January 11th, 2017 by Doree

Ed’s Kort Haus at 6732 Greenwood Ave. N. will close after this Sunday as the developer who owns the property gets ready to demolish the building and replace it with an apartment building.

Ed Warrington has been in business for 36 years. He tells me the developer was “kicking out” his bar, and that he has until the end of the month to clear out of the space.

The neighboring The Goat on Greenwood (which replaced the Stumbling Goat restaurant, but with the same owner, several months ago) told me they “have at least 8 months before anything changes.”

Developer Kelten Johnson did not immediately respond to a request for comment. When the proposed development was first announced in July 2015, Johnson told me that both Ed’s Kort Haus and Stumbling Goat would be offered space in the new building.

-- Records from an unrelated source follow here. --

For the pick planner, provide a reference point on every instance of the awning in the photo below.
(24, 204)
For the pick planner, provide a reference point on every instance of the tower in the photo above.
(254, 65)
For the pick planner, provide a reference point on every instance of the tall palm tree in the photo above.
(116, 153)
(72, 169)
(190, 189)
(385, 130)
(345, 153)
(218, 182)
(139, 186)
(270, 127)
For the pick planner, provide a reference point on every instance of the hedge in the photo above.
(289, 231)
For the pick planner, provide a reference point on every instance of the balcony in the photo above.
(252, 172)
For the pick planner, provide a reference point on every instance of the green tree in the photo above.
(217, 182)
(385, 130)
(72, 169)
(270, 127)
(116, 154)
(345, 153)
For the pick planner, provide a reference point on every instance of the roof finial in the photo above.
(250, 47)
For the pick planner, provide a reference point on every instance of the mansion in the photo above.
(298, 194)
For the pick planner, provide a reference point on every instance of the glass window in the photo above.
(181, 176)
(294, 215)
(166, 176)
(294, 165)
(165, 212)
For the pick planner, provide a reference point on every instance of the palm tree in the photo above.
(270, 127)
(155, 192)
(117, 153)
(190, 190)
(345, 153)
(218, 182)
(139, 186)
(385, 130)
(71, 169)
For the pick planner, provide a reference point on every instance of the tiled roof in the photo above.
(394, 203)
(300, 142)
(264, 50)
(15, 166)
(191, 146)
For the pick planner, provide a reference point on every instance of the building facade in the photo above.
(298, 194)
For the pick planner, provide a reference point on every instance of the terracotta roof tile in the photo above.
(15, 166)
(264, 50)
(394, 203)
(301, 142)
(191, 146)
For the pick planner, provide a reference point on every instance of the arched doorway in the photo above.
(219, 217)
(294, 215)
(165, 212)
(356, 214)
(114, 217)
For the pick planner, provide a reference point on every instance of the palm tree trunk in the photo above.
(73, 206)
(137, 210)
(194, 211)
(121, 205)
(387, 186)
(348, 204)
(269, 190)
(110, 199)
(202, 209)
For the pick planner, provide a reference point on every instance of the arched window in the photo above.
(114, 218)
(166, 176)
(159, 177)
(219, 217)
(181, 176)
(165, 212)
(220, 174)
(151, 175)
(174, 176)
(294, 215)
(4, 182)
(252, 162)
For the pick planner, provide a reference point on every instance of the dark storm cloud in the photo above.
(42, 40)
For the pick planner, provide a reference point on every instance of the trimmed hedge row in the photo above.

The new development, with an address of 6726 Greenwood Ave. N., is proposed to be a four-story building with 55 apartment units, two live-work units, and retail space on the ground floor, with no parking.

The Department of Construction & Inspections has conditionally granted design review and granted a determination of non-significance (with conditions) on environmental impact.

The environmental conditions relate to hours of noisy construction activities and developing a plan to reduce noise impacts. The design review conditions include finalizing exterior lighting, a landscape irrigation plan, arranging solid waste removal services inside the building and not in the public right-of-way, and professional artwork at the building’s residential entry.